The core servers that direct e-mail and Web surfers to their desired destinations around the world were attacked on Monday in an apparently coordinated attempt to cripple the Internet, experts say.
The attack, which largely failed, was launched around 10 p.m. British time on Monday on the 13 root servers that make up Internet's Domain Name System and lasted about an hour, said Mr Paul Vixie, chairman of Redwood City, California-based Internet Software Consortium, which operates one of the root servers.
The FBI's National Infrastructure Protection Centre was "aware of the issue and we are addressing it," Steven Berry, a supervisory special agent at the FBI, said of the attack. He declined to comment further.
The so-called "distributed denial of service" attack congested some traffic, but would not have been noticeable to average Internet users, he said.
"It was like redirecting all traffic between Highway 101 and the street you live on, or into your driveway," Vixie said. "You would not be able to get home because the street in front of your house would be full of cars from (Highway 101)."

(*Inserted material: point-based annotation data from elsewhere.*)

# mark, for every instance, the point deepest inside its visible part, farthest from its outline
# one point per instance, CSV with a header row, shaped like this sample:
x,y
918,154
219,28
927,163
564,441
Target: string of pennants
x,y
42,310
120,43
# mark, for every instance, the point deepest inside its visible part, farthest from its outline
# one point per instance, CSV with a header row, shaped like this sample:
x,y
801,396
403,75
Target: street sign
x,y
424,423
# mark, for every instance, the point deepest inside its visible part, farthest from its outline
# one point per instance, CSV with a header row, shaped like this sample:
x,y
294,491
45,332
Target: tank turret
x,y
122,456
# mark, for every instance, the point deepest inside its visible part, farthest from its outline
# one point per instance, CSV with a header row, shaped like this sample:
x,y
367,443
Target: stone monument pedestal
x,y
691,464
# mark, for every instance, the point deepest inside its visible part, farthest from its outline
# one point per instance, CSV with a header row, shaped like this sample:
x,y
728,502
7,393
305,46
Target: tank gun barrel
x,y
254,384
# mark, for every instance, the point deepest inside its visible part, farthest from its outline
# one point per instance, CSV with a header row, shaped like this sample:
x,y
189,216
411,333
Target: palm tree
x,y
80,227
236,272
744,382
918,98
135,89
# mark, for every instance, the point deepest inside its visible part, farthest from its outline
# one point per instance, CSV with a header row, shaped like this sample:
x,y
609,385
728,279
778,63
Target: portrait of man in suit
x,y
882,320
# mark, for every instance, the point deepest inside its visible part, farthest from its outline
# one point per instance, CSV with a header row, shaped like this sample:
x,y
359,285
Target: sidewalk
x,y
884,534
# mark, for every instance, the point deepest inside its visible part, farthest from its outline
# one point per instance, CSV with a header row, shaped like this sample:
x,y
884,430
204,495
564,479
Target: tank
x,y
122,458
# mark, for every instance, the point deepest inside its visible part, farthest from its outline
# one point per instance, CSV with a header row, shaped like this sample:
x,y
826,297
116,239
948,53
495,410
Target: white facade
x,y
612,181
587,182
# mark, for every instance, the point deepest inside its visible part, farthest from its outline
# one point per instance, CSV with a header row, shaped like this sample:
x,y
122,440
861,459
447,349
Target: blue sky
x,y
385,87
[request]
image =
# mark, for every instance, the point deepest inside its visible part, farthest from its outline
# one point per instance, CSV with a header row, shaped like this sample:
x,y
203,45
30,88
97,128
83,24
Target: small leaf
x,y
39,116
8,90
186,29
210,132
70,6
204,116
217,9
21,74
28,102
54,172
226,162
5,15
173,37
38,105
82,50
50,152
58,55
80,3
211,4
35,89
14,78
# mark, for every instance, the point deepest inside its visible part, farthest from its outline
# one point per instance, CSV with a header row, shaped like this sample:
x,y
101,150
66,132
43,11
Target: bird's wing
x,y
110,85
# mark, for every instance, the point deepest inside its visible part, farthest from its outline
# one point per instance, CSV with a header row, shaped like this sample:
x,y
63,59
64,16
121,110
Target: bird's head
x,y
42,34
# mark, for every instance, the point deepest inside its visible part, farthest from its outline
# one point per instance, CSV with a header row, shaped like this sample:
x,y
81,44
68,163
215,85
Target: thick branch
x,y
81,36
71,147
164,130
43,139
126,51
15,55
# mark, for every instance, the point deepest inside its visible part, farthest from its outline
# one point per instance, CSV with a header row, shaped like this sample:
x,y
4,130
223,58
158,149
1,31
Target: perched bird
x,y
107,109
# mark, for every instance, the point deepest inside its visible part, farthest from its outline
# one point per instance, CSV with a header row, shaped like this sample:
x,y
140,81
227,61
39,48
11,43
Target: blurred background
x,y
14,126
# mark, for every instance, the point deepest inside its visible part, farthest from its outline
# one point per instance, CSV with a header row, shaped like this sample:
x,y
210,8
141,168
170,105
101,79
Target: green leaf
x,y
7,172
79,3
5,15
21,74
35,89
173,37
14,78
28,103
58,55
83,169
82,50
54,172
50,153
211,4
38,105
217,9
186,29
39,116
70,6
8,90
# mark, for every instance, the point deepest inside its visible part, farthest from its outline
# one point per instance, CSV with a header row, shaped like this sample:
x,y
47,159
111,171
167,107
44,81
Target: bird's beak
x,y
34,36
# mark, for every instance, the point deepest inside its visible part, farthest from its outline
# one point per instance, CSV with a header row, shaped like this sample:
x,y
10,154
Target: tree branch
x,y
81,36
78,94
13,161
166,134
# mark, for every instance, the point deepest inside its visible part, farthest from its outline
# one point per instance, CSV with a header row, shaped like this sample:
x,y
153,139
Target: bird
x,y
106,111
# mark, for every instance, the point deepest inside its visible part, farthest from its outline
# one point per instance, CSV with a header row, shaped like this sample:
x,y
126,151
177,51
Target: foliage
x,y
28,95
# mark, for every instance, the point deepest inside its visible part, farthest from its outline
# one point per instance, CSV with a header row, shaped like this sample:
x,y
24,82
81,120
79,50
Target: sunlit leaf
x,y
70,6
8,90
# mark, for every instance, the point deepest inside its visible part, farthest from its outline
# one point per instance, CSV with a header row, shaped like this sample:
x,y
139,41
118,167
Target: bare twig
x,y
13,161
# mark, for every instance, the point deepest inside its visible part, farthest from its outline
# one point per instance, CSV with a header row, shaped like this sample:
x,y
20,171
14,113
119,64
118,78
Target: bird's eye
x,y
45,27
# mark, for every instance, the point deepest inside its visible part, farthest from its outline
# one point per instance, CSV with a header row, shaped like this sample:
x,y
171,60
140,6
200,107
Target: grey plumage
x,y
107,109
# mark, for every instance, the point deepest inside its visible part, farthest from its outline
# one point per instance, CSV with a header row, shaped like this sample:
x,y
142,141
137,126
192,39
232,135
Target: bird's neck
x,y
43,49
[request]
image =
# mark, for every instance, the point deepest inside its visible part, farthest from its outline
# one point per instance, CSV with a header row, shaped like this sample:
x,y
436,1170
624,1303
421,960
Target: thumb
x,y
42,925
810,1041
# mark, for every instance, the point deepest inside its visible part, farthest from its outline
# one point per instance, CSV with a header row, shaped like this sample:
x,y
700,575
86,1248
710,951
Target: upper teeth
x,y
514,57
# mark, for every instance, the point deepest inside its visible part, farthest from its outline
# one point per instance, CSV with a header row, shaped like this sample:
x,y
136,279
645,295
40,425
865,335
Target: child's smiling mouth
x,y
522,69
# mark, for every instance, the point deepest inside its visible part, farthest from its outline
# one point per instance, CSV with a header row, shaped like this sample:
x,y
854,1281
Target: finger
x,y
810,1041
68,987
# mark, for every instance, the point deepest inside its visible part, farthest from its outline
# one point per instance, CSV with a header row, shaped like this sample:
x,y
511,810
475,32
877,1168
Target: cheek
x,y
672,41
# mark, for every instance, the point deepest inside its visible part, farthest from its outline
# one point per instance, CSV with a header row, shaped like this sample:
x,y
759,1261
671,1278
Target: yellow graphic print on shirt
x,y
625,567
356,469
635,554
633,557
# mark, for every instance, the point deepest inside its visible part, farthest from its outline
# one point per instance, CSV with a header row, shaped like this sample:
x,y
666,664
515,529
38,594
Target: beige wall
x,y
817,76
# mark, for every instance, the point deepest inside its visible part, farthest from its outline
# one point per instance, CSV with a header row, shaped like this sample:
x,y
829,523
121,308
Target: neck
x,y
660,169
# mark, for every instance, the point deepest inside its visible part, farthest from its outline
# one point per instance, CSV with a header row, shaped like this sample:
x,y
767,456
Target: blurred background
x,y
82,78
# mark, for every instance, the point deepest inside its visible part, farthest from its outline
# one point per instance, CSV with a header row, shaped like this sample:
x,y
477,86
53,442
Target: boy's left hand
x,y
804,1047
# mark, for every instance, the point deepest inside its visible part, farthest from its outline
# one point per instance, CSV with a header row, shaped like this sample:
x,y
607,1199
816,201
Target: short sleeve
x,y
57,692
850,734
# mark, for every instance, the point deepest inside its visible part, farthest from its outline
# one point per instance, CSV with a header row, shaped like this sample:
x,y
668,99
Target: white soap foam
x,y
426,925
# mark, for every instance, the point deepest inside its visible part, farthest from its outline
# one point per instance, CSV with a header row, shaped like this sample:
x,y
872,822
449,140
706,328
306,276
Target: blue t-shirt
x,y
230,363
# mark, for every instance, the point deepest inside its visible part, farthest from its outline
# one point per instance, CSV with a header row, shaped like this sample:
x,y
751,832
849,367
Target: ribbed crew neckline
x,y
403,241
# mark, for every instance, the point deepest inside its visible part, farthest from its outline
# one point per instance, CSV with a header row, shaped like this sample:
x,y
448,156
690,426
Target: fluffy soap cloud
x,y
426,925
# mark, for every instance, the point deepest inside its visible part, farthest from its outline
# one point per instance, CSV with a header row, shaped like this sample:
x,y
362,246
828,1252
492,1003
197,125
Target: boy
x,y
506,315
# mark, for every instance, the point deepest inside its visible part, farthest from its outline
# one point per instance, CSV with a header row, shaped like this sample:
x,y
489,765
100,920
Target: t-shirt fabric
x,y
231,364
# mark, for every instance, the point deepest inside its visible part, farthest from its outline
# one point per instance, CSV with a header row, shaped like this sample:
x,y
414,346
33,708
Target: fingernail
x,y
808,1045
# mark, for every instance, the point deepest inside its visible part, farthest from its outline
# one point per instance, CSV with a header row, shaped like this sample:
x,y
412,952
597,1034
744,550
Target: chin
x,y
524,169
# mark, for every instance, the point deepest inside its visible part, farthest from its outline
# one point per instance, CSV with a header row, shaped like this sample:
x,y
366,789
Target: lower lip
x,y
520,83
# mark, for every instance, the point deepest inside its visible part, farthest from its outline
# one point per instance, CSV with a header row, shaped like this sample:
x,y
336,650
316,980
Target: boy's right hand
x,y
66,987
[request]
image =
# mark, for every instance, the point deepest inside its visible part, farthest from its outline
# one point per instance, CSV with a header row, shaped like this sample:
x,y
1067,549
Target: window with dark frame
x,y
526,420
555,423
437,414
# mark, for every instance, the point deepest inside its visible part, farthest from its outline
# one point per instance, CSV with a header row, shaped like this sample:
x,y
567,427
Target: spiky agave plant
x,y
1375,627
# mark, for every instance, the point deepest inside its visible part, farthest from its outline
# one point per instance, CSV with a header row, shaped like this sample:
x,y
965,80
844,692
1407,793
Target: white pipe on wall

Denial of service attacks are designed to temporarily shut down servers by overwhelming them with too much traffic, usually coming from drone computers around the Internet.
The Domain Name System -- which matches up the long numerical codes computers use to identify computers attached with the Web addresses people type in -- and the root servers it relies on for address information, have long been considered the Achilles heel of the Internet, capable of shutting down the Internet if attacked.
Monday's attack on the servers proved that the Internet won't be so easily toppled, Vixie said, adding that the Internet is designed to route around obstructions.
"What we learned yesterday is ... it is hard to kill this system," Vixie said. "The Internet is sort of the cockroach of the modern age. It survives.
"We've known all along that this could happen and it does happen periodically against root servers," he added. "It was interesting because it was an attack on all 13 root servers. That's kind of rare."
Of the 13 root servers, those that were the worst affected were the ones operated by: the U.S. Department of Defence Information Centre in Vienna, Virginia; the U.S. Army Research Lab in Aberdeen, Maryland; the Internet Corporation for Assigned Names and Numbers in Los Angeles; and one each in Stockholm and Tokyo, according to Peter Salus, chief knowledge officer at Austin, Texas-based Matrix NetSystems, which monitors Internet performance.
Salus also speculated that the root server attacks were related to a distributed denial of service attack on a number of Web sites that lasted a few hours Tuesday afternoon.
"My guess is script kiddies having a good time earlier decided on a new target," Salus said.
The root server attack "is just another reminder that distributed denial of service attacks remain, arguably, the number one threat we face" on the Internet, said Ted Julian, co-founder of Arbor Networks.
The Lexington, Massachusetts-based company sells software and security appliances that filter such network attacks.